ASX dividend shares are always an interesting option when it comes to investing. They can provide cash flow to investors just when it’s needed in this world of low interest rates.
But not every business is worth owning simply because it pays a dividend. But I like the look of these two ASX dividend shares:
Future Generation Investment Company Ltd (ASX: FGX)
This could be one of the best listed investment companies (LICs) for diversification.
Most LICs just own a portfolio of shares. But this LIC owns a portfolio of funds that are invested in ASX shares. The funds that it’s invested in are managed by some of the best Australian fund managers, including Bennelong, Wilson Asset Management and L1 Capital.
Despite having such a diversified portfolio, which helps it fall less when markets decline, the Future Generation portfolio has delivered gross investment performance of 2% per year better than its benchmark since it started in September 2014.
Those fund managers work for free so that Future Generation can donate 1% of its net assets each year to youth charities. The idea of Future Generation is a noble cause.
Future Generation uses some of its investment profits to pay a growing dividend for investors. The ASX dividend share has increased its dividend every year since 2015.
In the latest result (FY21) it grew its annual dividend by 15.4% to $0.06 per share. Including the franking credits, Future Generation now offers a dividend yield of 6.25%.
Sonic Healthcare Ltd (ASX: SHL)
Sonic Healthcare may be one of the most defensive ASX dividend shares around.
It offers pathology and imaging services. The pathology segment has a worldwide presence in ANZ, Europe and North America.
People don’t choose when they get sick and, most of the time, I’d imagine economic downturns wouldn’t affect that demand either. So, Sonic Healthcare has pretty defensive earnings, in my opinion.

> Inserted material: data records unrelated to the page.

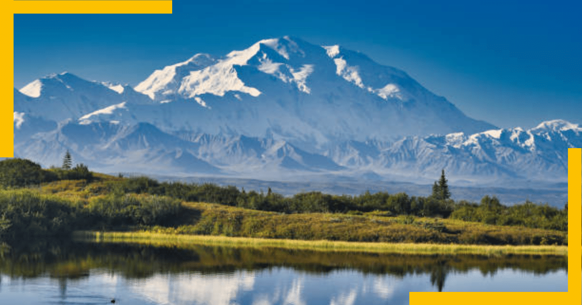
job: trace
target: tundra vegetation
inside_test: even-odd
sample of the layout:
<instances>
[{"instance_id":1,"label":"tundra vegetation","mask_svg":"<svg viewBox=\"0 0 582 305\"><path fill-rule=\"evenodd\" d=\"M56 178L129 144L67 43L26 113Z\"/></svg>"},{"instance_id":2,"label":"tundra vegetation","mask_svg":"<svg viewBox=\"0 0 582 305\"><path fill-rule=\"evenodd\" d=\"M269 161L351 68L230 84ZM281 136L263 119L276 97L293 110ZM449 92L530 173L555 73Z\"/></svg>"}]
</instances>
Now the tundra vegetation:
<instances>
[{"instance_id":1,"label":"tundra vegetation","mask_svg":"<svg viewBox=\"0 0 582 305\"><path fill-rule=\"evenodd\" d=\"M479 203L455 202L444 171L427 197L384 192L285 197L270 189L113 177L83 164L45 170L12 159L0 162L0 170L5 241L73 231L145 231L308 241L567 244L567 204L506 206L488 196Z\"/></svg>"}]
</instances>

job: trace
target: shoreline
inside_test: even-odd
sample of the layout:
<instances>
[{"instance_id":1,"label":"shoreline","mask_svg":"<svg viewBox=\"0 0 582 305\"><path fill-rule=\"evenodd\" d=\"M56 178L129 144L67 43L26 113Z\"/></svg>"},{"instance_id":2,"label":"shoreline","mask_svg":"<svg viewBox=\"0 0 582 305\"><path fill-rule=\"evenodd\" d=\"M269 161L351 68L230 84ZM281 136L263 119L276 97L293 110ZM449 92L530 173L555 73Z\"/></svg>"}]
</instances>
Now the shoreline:
<instances>
[{"instance_id":1,"label":"shoreline","mask_svg":"<svg viewBox=\"0 0 582 305\"><path fill-rule=\"evenodd\" d=\"M567 246L556 245L489 245L413 243L384 243L305 241L215 235L168 234L147 231L99 232L75 231L75 238L93 242L130 243L155 246L187 248L189 245L243 246L247 247L279 247L296 250L333 252L363 252L400 254L473 254L484 255L537 254L565 256Z\"/></svg>"}]
</instances>

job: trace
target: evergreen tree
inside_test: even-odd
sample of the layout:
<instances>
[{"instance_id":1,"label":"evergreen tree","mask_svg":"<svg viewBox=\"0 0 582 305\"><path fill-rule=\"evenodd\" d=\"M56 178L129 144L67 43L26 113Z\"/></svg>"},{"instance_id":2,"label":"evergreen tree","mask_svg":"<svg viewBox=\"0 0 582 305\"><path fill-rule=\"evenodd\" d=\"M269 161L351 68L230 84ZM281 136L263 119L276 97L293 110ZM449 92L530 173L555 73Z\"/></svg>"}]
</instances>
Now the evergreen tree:
<instances>
[{"instance_id":1,"label":"evergreen tree","mask_svg":"<svg viewBox=\"0 0 582 305\"><path fill-rule=\"evenodd\" d=\"M449 184L446 177L445 177L445 170L442 170L441 179L435 181L432 185L432 197L438 200L446 200L450 198L450 191L449 191Z\"/></svg>"},{"instance_id":2,"label":"evergreen tree","mask_svg":"<svg viewBox=\"0 0 582 305\"><path fill-rule=\"evenodd\" d=\"M67 153L65 154L65 157L63 158L63 166L62 168L63 170L70 170L71 167L73 166L73 159L71 157L71 154L69 152L69 150L67 150Z\"/></svg>"},{"instance_id":3,"label":"evergreen tree","mask_svg":"<svg viewBox=\"0 0 582 305\"><path fill-rule=\"evenodd\" d=\"M445 177L445 170L442 170L442 172L441 174L441 179L438 181L438 186L440 191L440 199L445 200L450 198L449 185L447 184L446 178Z\"/></svg>"}]
</instances>

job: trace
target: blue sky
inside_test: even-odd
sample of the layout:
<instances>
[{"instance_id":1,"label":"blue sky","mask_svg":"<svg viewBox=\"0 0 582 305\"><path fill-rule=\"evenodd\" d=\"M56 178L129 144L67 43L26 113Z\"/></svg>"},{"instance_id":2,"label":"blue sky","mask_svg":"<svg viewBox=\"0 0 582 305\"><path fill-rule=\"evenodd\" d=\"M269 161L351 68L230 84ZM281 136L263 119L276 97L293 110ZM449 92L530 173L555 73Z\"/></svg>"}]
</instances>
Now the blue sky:
<instances>
[{"instance_id":1,"label":"blue sky","mask_svg":"<svg viewBox=\"0 0 582 305\"><path fill-rule=\"evenodd\" d=\"M15 87L63 71L135 85L196 53L290 35L361 51L501 127L582 123L573 1L191 2L165 15L15 15Z\"/></svg>"}]
</instances>

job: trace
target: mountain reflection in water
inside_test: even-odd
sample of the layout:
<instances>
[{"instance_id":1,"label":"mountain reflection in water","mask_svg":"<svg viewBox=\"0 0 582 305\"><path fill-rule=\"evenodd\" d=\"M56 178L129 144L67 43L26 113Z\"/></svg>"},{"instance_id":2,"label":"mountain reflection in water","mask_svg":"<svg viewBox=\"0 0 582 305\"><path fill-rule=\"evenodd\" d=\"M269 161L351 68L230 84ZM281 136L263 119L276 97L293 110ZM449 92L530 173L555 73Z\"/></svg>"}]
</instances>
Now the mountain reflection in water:
<instances>
[{"instance_id":1,"label":"mountain reflection in water","mask_svg":"<svg viewBox=\"0 0 582 305\"><path fill-rule=\"evenodd\" d=\"M116 297L120 304L213 305L407 304L409 291L447 290L448 280L458 277L456 283L451 279L449 290L455 289L467 281L463 277L494 282L509 277L506 288L513 285L516 291L539 290L539 285L518 285L520 278L541 281L548 291L567 289L567 258L553 256L180 249L44 241L0 247L0 294L24 303L27 297L14 287L55 289L44 297L68 303L102 303ZM563 281L556 284L552 279L556 277ZM484 289L479 285L474 288ZM37 304L54 301L38 300Z\"/></svg>"}]
</instances>

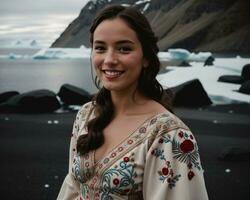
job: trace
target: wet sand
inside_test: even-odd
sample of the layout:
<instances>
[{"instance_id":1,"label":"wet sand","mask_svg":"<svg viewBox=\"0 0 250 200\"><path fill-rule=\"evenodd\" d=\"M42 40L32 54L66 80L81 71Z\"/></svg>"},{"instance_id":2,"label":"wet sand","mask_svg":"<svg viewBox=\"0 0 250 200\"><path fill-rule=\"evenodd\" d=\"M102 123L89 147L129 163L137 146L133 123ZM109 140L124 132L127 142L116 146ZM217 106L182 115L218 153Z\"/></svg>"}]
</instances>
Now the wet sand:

The ASX dividend share has been, and is still, involved in the effort to stop the spread of COVID-19. It has processed many millions of PCR tests, which has been a boom for the company’s profit and cash flow. It’s still expecting to see a base amount of COVID-19 tests, even if it’s not as much as 2021.
But it hasn’t just squandered that cash away in one-off shareholder payments. It has made acquisitions to permanently increase the size of the business, such as Canberra Imaging Group.
Sonic says that it has a progressive dividend policy. The half-year dividend was grown by 11% to $0.40 per share. Excluding franking credits, Sonic has a current yield of 2.7%. The Sonic share price has dropped back as mandatory testing rules have changed, but I think it is at attractive long-term value.